Spatazzo explained the outdoor education program is a way to step away from the classroom environment but still learn the necessary lessons outlined in the Ontario curriculum.
For example, when kids go tobogganing they’re often taught about weight, speed and inertia and how to make predictions and measurements for how far they would likely slide.
“The kids don’t recognize or realize that there’s actually an educational component. It’s they’re having fun and they’re doing measurements or metrics based on the results of what they’ve done,” he explained.
The summer camp is Brebeuf’s flagship offering, giving campers a true outdoor experience that includes swimming, fishing, archery, sleeping under the stars and more.
“The wonderful thing about summer camp is the family component to it, where we will all sit at dinner … and you sit as a family and … a lot of the kids that come to us we don’t know what they’re back history is,” Spatazzo said.
“We don’t know what their home environment is like and to be able to sit down as a ‘normal family’ and break bread and have conversation and laugh, may be foreign to some kids and others it’s just a continuation of what they do at home.
“But to be able to offer that and supply that to the young people … it’s just another component that often gets overlooked, just that gathering and having dinner and having meals and having three square meals.”
For Linwood the magic of Brebeuf comes down to the people.
“When I think about the people who gave up their summers in high school and university for low paying jobs in order to play at being heroes to whatever eight- to 13-year-olds and just do something worth doing instead of working somewhere where they might have been able to make more money or whatever,” he said.
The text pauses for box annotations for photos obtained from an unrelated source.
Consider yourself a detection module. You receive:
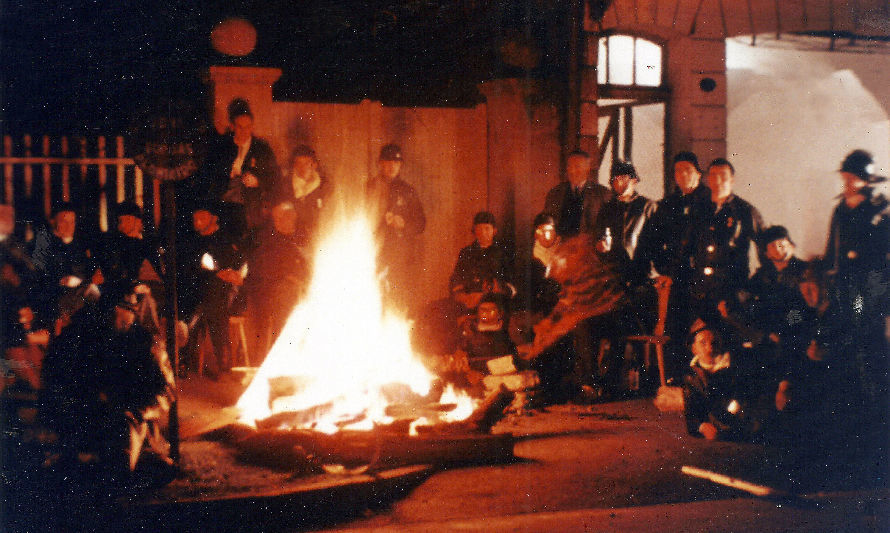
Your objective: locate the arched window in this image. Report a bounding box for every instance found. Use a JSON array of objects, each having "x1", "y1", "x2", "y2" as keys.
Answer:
[{"x1": 597, "y1": 35, "x2": 662, "y2": 87}]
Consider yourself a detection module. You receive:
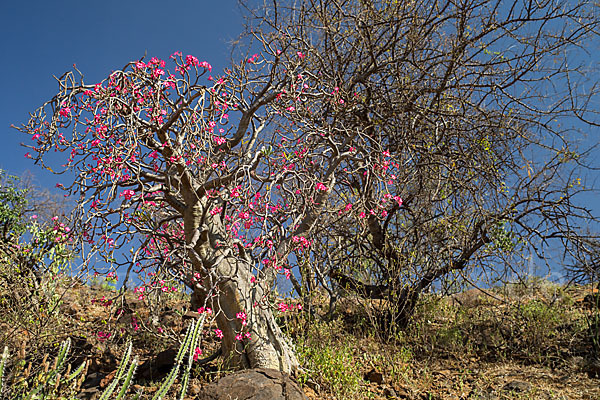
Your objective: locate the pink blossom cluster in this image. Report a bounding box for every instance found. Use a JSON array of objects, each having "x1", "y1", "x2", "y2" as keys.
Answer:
[{"x1": 277, "y1": 302, "x2": 302, "y2": 312}]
“Just the people who gave that to me so that I could then pay it forward to other generations when it was my turn.”
Linwood was a camper in the early 2000s, went on to be a counsellor and now lives on-site full time with his family as the outdoor education coordinator.
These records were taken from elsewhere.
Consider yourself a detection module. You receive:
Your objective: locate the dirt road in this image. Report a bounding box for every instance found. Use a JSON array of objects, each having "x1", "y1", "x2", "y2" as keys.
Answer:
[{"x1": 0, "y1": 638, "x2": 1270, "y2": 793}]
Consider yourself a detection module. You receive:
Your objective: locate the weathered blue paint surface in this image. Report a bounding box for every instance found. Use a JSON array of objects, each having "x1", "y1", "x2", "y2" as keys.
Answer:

“It’s a lifelong mission for me and I feel a huge amount of debt to the people who paved that road to continue to make sure it’s available to other people,” he said.
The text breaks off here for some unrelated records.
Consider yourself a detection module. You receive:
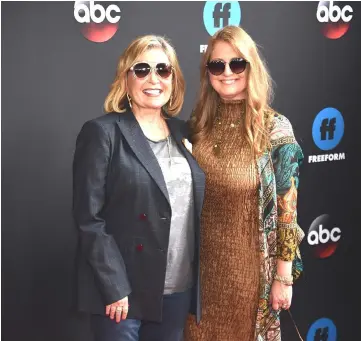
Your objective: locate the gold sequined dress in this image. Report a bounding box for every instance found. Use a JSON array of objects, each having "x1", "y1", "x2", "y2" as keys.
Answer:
[{"x1": 185, "y1": 101, "x2": 260, "y2": 341}]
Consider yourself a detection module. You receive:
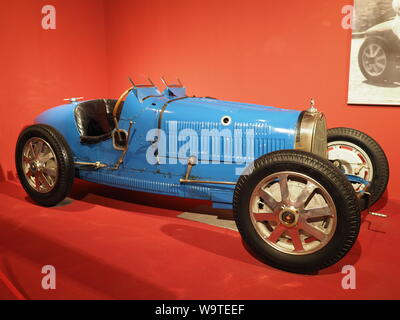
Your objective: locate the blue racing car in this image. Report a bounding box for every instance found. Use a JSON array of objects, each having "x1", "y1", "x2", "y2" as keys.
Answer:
[{"x1": 15, "y1": 79, "x2": 389, "y2": 273}]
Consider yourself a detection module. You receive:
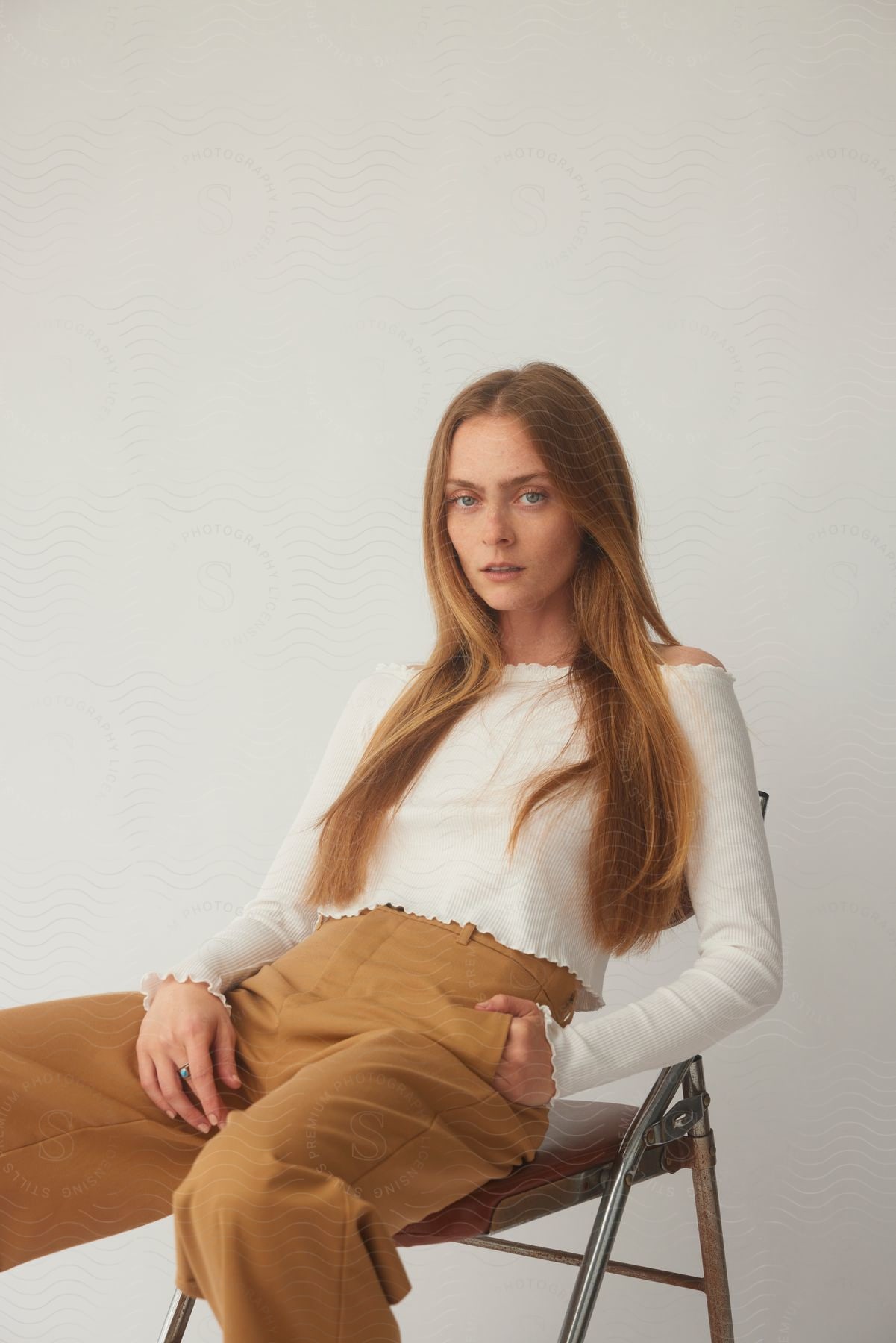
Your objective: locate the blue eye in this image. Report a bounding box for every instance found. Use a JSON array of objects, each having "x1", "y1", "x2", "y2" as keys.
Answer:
[{"x1": 448, "y1": 490, "x2": 548, "y2": 513}]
“I’m one of the very, very lucky ones who has gotten to translate that childhood experience into my full-time career and I realize there’s a very, very limited number of people who are able to do that.”
While the services Brebeuf offers in September will depend on the overall pandemic and education situation, Linwood said those working at the camp will push to offer whatever type of valuable experience they can for students.
“Even if that’s with more limitations, even if that’s with different boundaries and parameters in terms of what we can do and who comes here and everything else,” he said.
“As long as we are here we will continue to push those same values that have been part of our mission for the duration of our existence as an agency.”
This is where the camp is asking for the community’s help.
The camp has kicked off a fundraising campaign entitled “Keep the CYO Whole” to help Brebeuf and other CYO programs stay afloat throughout the pandemic so they can return to offering their programs when it’s safe to do so.
The goal is to raise $1 million. Each season the organization hopes to raise $250,000 to ensure CYO programs can continue post-pandemic.
In addition to Brebeuf, the CYO also offers a day camp called Camp Marydale in Mount Hope, an athletics program and youth ministry.
All of those programs have been cancelled due to COVID-19.